Variações
sobre um tema banal
I
Não te esqueças que a vida é um momento que voa um efêmero instante de beleza e alento; vive pois sem temor e com desprendimento o que ela te ofertar, sem maldize-la à-toa!
E' uma nuvem que muda aos caprichos do vento! Se hoje a perdes... O tempo nunca te perdoa! Vida! Repara bem como a palavra soa! Não temas pronunciá-la com deslumbramento!
Há alguém, não sei quem é, mas disto estou seguro, que nos há de intimar num remoto futuro a dar contas da vida que um dia ganhamos...
E após tal julgamento estranho, com certeza havemos de sofrer e pagar, se em defesa não der-mos as razões porque a desperdiçamos...
II
O que a vida te der, seja migalha embora, se é migalha de amor, de prazer, de alegria, - colhe-a! que esta migalha é o pão de cada dia, e há de um dia chorar quem hoje a jogar fora!

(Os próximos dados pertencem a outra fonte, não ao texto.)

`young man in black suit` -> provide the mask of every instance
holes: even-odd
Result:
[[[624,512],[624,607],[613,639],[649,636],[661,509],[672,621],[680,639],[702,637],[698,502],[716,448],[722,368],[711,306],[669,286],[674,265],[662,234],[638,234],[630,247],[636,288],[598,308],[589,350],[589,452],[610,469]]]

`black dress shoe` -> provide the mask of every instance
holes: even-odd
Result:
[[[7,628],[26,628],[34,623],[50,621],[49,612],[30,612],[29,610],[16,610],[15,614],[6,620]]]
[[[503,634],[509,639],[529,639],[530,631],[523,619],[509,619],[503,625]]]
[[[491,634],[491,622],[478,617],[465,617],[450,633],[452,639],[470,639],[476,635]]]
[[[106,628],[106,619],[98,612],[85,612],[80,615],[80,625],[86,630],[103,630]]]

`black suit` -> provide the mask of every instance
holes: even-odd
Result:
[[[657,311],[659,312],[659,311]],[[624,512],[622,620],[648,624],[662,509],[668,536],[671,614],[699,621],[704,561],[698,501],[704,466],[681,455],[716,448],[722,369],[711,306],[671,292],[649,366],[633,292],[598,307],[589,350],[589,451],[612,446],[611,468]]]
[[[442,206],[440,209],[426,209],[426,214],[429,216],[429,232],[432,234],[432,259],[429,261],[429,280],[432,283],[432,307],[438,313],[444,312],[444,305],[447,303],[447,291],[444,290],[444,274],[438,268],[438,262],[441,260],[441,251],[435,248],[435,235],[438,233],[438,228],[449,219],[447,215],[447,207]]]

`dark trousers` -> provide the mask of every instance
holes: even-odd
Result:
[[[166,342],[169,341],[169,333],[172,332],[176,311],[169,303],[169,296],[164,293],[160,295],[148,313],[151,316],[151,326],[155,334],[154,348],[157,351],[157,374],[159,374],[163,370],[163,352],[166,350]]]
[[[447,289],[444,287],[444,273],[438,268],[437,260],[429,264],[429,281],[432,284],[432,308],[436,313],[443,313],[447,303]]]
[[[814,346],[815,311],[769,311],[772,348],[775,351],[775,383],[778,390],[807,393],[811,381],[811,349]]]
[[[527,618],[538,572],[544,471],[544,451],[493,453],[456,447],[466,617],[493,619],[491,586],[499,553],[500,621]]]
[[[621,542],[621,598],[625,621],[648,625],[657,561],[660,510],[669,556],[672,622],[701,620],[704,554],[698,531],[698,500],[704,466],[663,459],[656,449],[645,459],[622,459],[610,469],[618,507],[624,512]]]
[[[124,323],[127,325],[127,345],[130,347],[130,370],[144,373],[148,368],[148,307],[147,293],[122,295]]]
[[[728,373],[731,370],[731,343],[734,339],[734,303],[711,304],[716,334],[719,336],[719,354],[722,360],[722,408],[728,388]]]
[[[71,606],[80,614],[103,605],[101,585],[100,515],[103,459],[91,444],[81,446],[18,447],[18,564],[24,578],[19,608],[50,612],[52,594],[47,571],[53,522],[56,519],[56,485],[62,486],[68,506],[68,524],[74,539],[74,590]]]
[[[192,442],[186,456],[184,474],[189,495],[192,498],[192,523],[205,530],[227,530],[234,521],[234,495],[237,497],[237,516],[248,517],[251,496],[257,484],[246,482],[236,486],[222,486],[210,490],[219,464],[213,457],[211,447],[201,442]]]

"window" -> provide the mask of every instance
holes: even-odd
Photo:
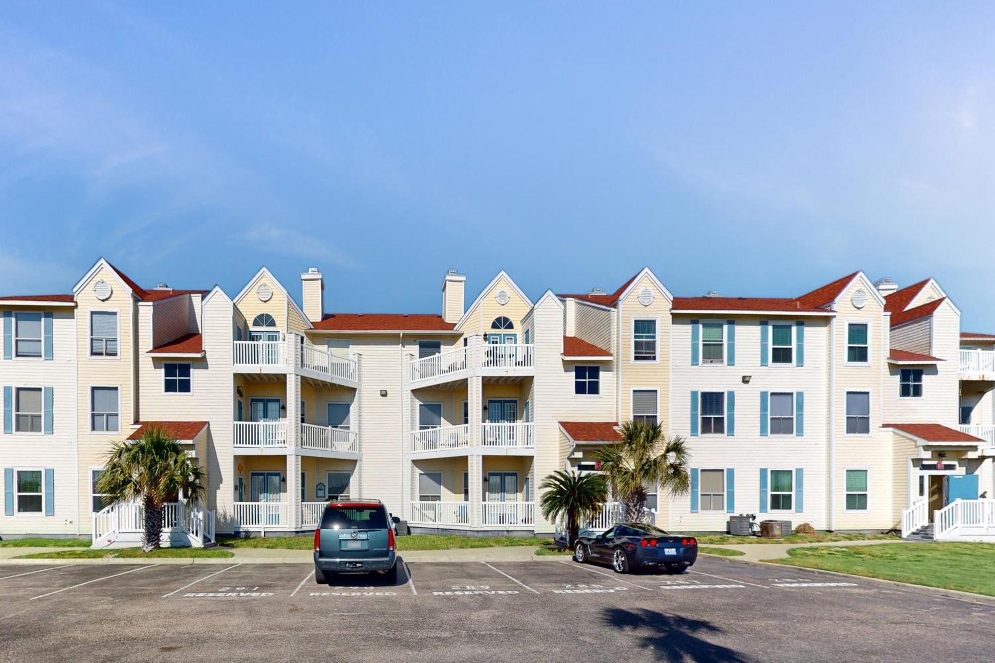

Quem muito quer, despreza o pouco, sempre chora, ou quem indiferente segue, de alma fria, há de um dia parar e há de lembrar-se um dia do clarão que se foi numa longínqua aurora!
Então, nada haverá... nem mais frutos nos ramos nem migalhas de amor - se outrora as desprezados,- e a indiferença de ontem sofre arrependida...
E ante a sombra que vem velar nosso desgosto procuramos em vão uma aurora perdida na luz que desespera e morre num sol-posto!
III
Hás de te arrepender sempre tarde demais dos momentos de amor ou de puro prazer que com medo talvez, não quiseste colher e ficaram em branco ... inúteis, para trás ...
Vive com todo o ardor de que fores capaz e a essa paixão entrega, em êxtase, teu Ser. Ah! bem pior do que a dor vivida, podes crer, é a dor de não poder vivê-la nunca mais!
Não receies sofrer, que é vida o sofrimento. Receia, e com razão - cada dia perdido sem que o amor te arrebate ou te perca um momento.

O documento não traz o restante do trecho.